Advertisement

Santa Clarita Home Sales Boost Region’s ’98 Tally

Share
TIMES STAFF WRITER

An end-of-the-year buying spree in the Santa Clarita Valley helped boost 1998 sales of new homes in the San Fernando and Santa Clarita valleys by nearly 15% compared with 1997, a real estate research firm reports.

For the final quarter ending Dec. 15, new-home sales rose in the Santa Clarita Valley by more than 45% compared with the third quarter, according to a report by the Meyers Group. That gain helped offset a nearly 14% drop in fourth-quarter sales in the San Fernando Valley, and resulted in a 25.1% gain in sales for the combined region, compared with the third quarter.

The region posted a fourth-quarter gain of nearly 13% over the final quarter of 1997.

As the final figures for the year were tallied, the Santa Clarita Valley accounted for the lion’s share--nearly three-quarters--of all new home sales in the two areas. More than 1,830 new detached houses and condos were sold in the Santa Clarita Valley in 1998, pushing that area to its best showing since 1989 when 2,597 homes were sold.

Advertisement

During 1998, 747 new homes were sold in the San Fernando Valley, the best full-year figures since 910 new homes sold in 1993.

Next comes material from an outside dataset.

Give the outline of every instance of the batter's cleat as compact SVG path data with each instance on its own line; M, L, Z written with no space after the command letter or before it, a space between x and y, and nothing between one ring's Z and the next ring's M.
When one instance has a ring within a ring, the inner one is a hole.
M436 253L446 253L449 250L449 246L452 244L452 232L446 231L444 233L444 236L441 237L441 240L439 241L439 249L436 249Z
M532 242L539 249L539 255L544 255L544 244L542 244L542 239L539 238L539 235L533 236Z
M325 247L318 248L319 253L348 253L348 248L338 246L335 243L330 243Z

Experts said that given the relative lack of available land in the San Fernando Valley, new-home building in the area will continue to lag development in less-populated areas.

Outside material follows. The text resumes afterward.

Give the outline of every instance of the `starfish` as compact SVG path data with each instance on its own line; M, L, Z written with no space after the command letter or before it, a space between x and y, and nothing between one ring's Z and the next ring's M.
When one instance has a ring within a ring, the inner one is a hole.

“The reason is that the San Fernando Valley, for the most part, is already built out,” said Bob Bray, national director of marketing for the Meyers Group. “There are some in-fill sites, but in general, there’s not that much land for builders to build on.”

Bray contrasted the pace of building in the San Fernando Valley today with 1991, when there were 103 active projects. These days, there are 17.

“Builders are pretty entrepreneurial,” added Bray. “They’ll find sites in the [San Fernando] Valley. But we’ll be hard-pressed to see them at the level we did in the ‘80s through ’91.”

The home-buying binge on the home front matches spending patterns across the country.

Nationwide, new-home purchases surged to a record high in November, and, even without December’s figure, 1998 ranked as the best year for new-home sales since the government began keeping track 35 years ago.

Advertisement

As sales levels rise, so do prices.

Figures from the Meyers Group show that the median price for a detached single-family home rose by nearly 23% in the fourth quarter of 1998 to $296,900 from $241,880 in the 1997 fourth quarter.

Bray said he expects local demand to remain strong. If so, it would contrast with a predicted decline in the rest of the nation.

The National Assn. of Home Builders expects Americans to buy fewer new homes this year. The trade group projects that 781,000 new single-family homes will be sold in 1999, down from 1998’s projected 870,000 homes, a record.

Glen Yamamoto, a project director with Pacific Bay Homes, is keeping his fingers crossed that strong demand will continue.

“We’re hoping that if interest rates will stay favorable, ’99 will stay hot in this Valley,” said Yamamoto, whose Newport Beach-based company ranks as the No. 1 Santa Clarita Valley-area builder on the Meyers Group list. The company has ongoing projects in Canyon Country, Saugus and other areas of Santa Clarita.

“We’ve had a tremendous year in the Santa Clarita Valley,” he said.